Auf die weitere streitige Frage, ob die in § 17 Abs. 1 Satz 1 BEEG geregelte Kürzungsbefugnis des Arbeitgebers mit dem Unionsrecht vereinbar sei, kam es nach Auffassung des BAG dann nicht mehr an; die Vorinstanz hatte dies bejaht.

Fazit

Nach der früheren Rechtsprechung bestand ein strenger Zusammenhang zwischen Abgeltungs- und Urlaubsanspruch. Eine Abgeltung sollte nur dann möglich sein, wenn auch eine (hypothetische) Inanspruchnahme des zu Grunde liegenden Urlaubs noch möglich gewesen wäre. Ist eine Inanspruchnahme des Urlaubs hingegen aus rechtlichen oder tatsächlichen Gründen - insbesondere fortbestehende Krankheit oder Zeitablauf - nicht (mehr) möglich, wäre der Urlaubsanspruch also bei einem hypothetischen Fortbestand des Arbeitsverhältnisses nicht mehr erfüllbar, musste nach damaligem Verständnis auch eine Abgeltung ausscheiden. Vor dem Hintergrund der Entscheidung des EuGH zur Übertragbarkeit von Urlaubsansprüchen bei Langzeiterkrankung (EuGH, 22.11.2011 - C-214/10) hat das BAG die Surrogatstheorie dann endgültig aufgegeben. Insoweit ist diese neue Entscheidung des BAG eine konsequente Umsetzung dieser Rechtsprechung.

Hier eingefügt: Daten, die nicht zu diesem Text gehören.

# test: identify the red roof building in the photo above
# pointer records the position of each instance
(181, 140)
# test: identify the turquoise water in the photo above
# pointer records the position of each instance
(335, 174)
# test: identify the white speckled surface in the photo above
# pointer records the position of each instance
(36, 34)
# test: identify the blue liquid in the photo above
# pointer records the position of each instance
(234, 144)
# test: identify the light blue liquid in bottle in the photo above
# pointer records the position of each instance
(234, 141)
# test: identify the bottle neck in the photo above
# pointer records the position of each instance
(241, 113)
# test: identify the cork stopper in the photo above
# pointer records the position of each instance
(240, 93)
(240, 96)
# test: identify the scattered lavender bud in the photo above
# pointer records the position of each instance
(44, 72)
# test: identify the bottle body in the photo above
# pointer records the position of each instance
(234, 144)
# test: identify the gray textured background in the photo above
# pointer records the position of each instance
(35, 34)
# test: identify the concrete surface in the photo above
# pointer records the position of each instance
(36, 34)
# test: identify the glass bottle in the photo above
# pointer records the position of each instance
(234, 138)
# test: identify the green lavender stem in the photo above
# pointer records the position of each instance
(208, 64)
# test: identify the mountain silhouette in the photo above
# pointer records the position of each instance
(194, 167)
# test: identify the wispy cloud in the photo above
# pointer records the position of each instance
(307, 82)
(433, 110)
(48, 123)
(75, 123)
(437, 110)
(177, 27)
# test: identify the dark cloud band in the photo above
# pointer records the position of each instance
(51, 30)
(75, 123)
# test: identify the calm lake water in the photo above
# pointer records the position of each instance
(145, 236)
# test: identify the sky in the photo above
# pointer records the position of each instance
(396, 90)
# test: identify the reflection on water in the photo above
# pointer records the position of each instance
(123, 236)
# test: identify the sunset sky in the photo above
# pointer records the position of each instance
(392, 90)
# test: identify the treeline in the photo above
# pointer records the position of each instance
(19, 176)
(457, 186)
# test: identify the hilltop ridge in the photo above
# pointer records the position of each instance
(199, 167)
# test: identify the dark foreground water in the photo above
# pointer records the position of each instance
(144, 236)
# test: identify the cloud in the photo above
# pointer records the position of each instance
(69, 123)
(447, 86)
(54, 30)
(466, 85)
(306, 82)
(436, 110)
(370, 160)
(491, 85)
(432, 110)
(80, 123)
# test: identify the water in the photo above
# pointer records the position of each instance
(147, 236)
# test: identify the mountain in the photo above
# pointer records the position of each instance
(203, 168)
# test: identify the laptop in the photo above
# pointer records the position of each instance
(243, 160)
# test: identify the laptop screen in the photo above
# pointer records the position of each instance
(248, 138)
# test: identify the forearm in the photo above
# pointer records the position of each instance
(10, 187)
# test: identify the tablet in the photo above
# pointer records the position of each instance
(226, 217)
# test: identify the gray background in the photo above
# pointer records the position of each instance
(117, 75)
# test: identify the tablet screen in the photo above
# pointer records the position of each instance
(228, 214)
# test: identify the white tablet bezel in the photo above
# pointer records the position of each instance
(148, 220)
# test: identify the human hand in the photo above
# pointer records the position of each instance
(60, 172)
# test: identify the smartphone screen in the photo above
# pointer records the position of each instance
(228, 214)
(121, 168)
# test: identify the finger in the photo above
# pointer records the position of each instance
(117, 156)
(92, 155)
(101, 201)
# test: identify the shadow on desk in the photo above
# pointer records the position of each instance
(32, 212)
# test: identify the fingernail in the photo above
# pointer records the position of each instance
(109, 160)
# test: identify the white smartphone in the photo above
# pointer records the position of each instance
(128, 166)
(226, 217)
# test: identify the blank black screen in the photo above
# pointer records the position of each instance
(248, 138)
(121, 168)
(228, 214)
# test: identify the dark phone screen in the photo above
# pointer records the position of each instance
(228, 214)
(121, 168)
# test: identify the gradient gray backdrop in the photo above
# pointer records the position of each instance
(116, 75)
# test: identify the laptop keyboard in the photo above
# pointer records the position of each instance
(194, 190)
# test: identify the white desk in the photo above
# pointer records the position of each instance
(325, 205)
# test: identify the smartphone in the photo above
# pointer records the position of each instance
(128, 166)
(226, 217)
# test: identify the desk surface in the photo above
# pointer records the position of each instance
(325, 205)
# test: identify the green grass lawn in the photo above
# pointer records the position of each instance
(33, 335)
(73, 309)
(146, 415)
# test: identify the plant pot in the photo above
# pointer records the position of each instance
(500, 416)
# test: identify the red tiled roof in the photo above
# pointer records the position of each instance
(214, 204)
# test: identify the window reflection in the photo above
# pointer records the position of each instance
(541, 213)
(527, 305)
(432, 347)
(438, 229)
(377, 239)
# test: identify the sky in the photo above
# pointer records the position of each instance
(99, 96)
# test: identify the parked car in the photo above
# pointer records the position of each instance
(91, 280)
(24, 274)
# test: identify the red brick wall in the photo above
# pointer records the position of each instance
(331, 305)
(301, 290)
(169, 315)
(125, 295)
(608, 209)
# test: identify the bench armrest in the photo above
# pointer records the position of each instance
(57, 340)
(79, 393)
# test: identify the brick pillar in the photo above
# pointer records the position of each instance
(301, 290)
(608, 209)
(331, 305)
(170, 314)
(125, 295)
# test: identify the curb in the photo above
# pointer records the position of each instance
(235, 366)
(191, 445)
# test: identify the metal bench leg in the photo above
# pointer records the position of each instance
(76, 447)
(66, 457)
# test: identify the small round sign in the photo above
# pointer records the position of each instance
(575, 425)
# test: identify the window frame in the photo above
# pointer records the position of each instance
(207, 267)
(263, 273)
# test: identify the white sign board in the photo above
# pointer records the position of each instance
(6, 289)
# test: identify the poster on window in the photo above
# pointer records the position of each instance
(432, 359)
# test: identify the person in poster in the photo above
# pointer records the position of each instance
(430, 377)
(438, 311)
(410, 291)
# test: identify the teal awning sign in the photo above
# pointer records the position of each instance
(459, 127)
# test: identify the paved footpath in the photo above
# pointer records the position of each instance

Der Arbeitgeber muss die Kürzung grundsätzlich nicht zu einem bestimmten Zeitpunkt erklären, er kann dies also bereits vor Beginn der Elternzeit oder währenddessen erledigen. Auch wenn die Entscheidungsgründe noch nicht vorliegen, sondern bislang nur die Presseerklärung, dürfte davon auszugehen sein, dass die Kürzung nicht grundsätzlich unmöglich ist, nur eben nach der Beendigung nicht mehr vorgenommen werden kann, da der Abgeltungsanspruch dann bereits entstanden ist. Vor diesem Hintergrund muss empfohlen werden, die Erklärung frühzeitig, wenn die Elternzeit über einen längeren Zeitraum verläuft eventuell auch vorsorglich mehrfach, spätestens jedoch kurz vor Ende der Elternzeit abzugeben, um so hohe Abgeltungsansprüche am Ende eines Arbeitsverhältnisses zu verhindern.